And because smaller trees take less time to grow, timber companies could grow and harvest them more like an agricultural product rather than waiting for them to grow for decades under traditional logging methods.

CLT is gaining a reputation in other parts of the world for saving builders time and money. The savings are especially dramatic on large, multistory buildings, Delzell said. For example, she said, Europeans are framing six-story structures with CLT in just one week.

“That’s where you see huge financial benefits,” she said. She added that CLT panels are as strong as steel and are treated to be just as fire resistant.

A welcoming space

The other four schools participating in the DES pilot are Maple Elementary School in Seattle, Greywolf Elementary School in Sequim, Adams Elementary School in Wapato and Valley View Elementary School in Toppenish.

The schools in Western Washington are experimenting with one design while the Eastern Washington team is trying another, Delzell said.

One of the classrooms built with cross-laminated timber at Jefferson Elementary School. (Photo courtesy of the state Department of Enterprise Services)

Jefferson’s four new classrooms are all in one building, with a hallway down its middle full of cubbies for students to store their belongings before entering the rooms. The classrooms, each about 750 square feet, are separated from the hallway by a glass wall. The CLT panels are exposed on most walls.

There are common areas for teachers to store classroom materials as well as shared drinking fountains and bathrooms.

“When you walk in this building, you have a feeling that you’re surrounded by cross-laminated timber,” Delzell said. “The thought is that it provides a really rich learning environment for the kids.

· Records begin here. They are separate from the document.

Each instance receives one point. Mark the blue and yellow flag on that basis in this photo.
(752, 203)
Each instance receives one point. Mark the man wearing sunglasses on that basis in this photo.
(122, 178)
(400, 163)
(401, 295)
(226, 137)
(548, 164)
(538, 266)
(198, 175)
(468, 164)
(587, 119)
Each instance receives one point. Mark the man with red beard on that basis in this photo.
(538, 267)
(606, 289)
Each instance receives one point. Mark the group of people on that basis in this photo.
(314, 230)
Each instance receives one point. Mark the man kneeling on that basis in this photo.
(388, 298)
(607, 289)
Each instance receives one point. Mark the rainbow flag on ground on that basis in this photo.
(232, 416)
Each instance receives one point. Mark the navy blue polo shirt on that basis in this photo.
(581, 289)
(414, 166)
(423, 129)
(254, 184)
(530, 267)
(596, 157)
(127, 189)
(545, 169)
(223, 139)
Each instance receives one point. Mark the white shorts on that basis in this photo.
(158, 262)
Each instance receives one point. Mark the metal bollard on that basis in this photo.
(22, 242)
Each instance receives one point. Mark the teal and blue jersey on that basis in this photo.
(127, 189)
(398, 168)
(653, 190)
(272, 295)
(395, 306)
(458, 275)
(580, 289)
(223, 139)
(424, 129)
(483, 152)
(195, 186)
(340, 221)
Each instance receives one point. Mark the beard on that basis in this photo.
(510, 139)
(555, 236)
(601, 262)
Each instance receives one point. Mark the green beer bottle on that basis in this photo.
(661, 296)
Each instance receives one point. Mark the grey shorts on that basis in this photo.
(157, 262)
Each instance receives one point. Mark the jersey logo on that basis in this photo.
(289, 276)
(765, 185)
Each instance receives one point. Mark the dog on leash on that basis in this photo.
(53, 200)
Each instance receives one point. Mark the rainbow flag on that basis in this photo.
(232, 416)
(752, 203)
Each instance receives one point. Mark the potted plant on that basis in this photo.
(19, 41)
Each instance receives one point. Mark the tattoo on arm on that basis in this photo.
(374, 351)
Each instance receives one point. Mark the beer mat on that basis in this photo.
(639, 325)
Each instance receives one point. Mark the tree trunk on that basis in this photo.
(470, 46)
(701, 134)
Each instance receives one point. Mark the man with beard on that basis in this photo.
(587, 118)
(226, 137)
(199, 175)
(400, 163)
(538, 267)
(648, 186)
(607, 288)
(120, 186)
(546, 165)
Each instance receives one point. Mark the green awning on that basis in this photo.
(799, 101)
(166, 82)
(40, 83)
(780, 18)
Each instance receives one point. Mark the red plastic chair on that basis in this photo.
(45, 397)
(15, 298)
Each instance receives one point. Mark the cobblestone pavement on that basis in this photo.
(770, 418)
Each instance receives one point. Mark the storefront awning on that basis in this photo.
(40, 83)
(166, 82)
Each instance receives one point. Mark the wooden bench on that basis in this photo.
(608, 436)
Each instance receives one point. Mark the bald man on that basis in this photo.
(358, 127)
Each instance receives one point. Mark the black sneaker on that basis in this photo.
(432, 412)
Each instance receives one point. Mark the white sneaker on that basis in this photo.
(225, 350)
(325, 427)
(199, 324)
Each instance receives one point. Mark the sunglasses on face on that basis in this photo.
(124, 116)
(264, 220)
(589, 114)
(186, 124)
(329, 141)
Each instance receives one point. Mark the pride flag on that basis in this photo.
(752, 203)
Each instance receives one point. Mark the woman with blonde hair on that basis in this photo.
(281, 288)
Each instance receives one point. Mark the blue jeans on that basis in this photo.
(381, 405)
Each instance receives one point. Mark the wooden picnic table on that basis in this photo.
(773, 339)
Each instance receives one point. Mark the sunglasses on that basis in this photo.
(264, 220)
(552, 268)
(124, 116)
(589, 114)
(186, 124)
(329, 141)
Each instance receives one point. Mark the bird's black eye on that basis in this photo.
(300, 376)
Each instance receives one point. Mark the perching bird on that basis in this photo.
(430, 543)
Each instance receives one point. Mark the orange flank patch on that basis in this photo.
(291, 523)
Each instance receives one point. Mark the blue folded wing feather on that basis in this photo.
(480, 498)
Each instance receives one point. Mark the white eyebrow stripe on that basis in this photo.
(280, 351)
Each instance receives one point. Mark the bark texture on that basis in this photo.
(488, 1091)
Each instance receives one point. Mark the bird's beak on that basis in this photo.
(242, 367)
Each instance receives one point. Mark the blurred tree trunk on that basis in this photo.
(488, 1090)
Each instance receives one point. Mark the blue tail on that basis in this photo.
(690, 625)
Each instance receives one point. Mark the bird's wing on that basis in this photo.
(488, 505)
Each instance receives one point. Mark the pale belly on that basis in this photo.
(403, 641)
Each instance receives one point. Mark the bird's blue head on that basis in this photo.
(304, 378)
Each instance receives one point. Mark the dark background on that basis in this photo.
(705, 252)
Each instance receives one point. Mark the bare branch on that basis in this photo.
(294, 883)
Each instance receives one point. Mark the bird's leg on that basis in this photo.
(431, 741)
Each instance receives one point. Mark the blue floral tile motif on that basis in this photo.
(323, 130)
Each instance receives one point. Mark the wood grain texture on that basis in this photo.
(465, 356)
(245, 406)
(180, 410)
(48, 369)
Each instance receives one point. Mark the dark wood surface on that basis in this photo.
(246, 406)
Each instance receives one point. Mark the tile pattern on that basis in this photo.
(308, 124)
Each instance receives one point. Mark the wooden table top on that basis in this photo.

It feels very cozy. … It’s a very clean, bright environment.”

Cross-laminated timber classrooms at Adams Elementary School in Wapato, shown above, were built using a different design than classrooms built at Western Washington schools. Two designs will help the state learn more through the CLT pilot project. (Photo courtesy of the state Department of Enterprise Services)

The design in Eastern Washington uses even more CLT in its classrooms, with the panels making up all four walls and the ceiling of each room.

Through the pilot, DES will examine how well CLT creates efficiencies in the construction process and if it achieves other environmental and economic benefits, according to the agency.

“It’s going to provide us with a lot of information,” Delzell said of the two classroom designs, “because now we have two models to work with.”